Noveske Rifleworks
- Type: Manufacturer
- Industry: Firearms
- Founded: 2001; 25 years ago in Grants Pass, Oregon, USA.
- Founder: John Noveske
- Website: noveske.com

= Noveske Rifleworks =

American firearms company

Noveske Rifleworks is an American firearms company. They are headquartered in Grants Pass, Oregon and are known for their work with the AR-15 platform and the KeyMod attachment system.

==Overview==
Noveske Rifleworks was founded in 2001 by John Noveske. They are highly regarded with a strong reputation.

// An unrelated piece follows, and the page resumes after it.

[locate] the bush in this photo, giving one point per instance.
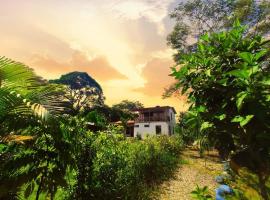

They are based in Grants Pass, Oregon. Their slogan is “the All-American Badass Rifle Company.”

== History ==
In 2012, Noveske introduced KeyMod, a new system for attaching weapons accessories which soon became an industry and military standard.

In 2013 John Noveske died in a car accident. Noveske's death spawned a number of conspiracy theories.

The company was restructured after Noveske's death, in 2014 Tim Dillon took over as president and chief executive officer.

A Noveske N4 was one of the weapons used in the 2017 Las Vegas shooting.

In 2019 Noveske was one of ten companies selected by the US Army to present a subcompact weapon for evaluation under the Project Manager Soldier Weapons program, Noveske presented the Noveske subcompact weapon.

In 2019 Noveske introduced a water gun styled after their AR pattern rifles. It was produced in collaboration with lifestyle brand URT Inc.

In 2019 Noveske released their fourth generation of AR platform rifles.

Between 2007 and 2020 Noveske was awarded US military contracts worth nearly $4.9 million.

== Products ==

===Firearms===
- Nosler Varmageddon AR, in collaboration with Nosler and chambered in 22 Nosler
- Noveske subcompact weapon
- “Heat Model” Colt 733 Enhanced Clone Package, a collaboration with Dead Air Silencers based on a gun used in Heat (1995 film) and modeled on the Colt 733
- Noveske9, 9mm parabellum chambered AR
- Space Invader

===Water guns===
- Water Hog 5000 sqURT

===Other===
- Ammunition, Noveske branded but produced by Nosler

== Users ==
- USA: US Navy Seals

== Popular culture ==
In the 2010 film The Expendables some of the characters wield Noveske N4s.